Now that we have a basic tokenizer, the next step in the compilation process is parsing into the Abstract Syntax Tree! This is one of the harder areas of the compilation, especially if you’ve never written a parser before. I would strongly recommend reading about recursive descent parsing. Before we talk about the parsing process however, let’s look at the AST.

The Abstract Syntax Tree

The first thing to realize about the abstract syntax tree is that it is simply a cluster of Nodes. Each Node may or may not point to other nodes. It’s fairly easy to represent the AST as a collection of Polymorphic nodes that inherit from the base ASTNode.

struct ASTNode {
        virtual ~ASTNode() = default;
        static auto parse(TokenIterator &it) -> std::unique_ptr<ASTNode>;
        virtual auto codegen() -> Value * = 0;
};

This structure defines our ASTNodes as a base class with two methods, parse, and codegen(). The parse() method will take in an iterator over the Tokens and return a unique pointer to a Node.
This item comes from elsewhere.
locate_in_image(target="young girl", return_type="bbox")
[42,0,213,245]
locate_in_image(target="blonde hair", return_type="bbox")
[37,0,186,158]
The codegen() method will output some functional value (LLVM’s Intermediate Representation Values) that we can use to piece together our code.

For example, a Function is composed of two nodes, a Prototype (which needs to generate its own IR) and a Body, which is a block of ASTNodes.

struct FunctionASTNode : public ASTNode {
        std::unique_ptr<PrototypeASTNode> proto;
        std::unique_ptr<BlockASTNode> body;
        FunctionASTNode(std::unique_ptr<PrototypeASTNode> proto,
                        std::unique_ptr<BlockASTNode> body)
                : proto(std::move(proto))
                , body(std::move(body))
        {
        }

        static auto parse(TokenIterator &it) -> std::unique_ptr<ASTNode>;
        auto codegen() -> Value * override;
};

Parsing

By implementing this format, we make the creation of a parser pretty much trivial from the standpoint of actually running “parse”. We just need to define a list of ASTNodes (e.g. a module / program) and parse until we find an EOF token.

auto parseCodeModule(std::vector<Token> &tokens) -> std::unique_ptr<CodeModule> {
        auto module = std::make_unique<CodeModule>();
        auto it = tokens.begin();
        while (it != tokens.end()) {
                module->nodes.push_back(ASTNode::parse(it));
        }

        return module;
}

Now each ASTNode runs through a parse tree starting at the base ASTNode.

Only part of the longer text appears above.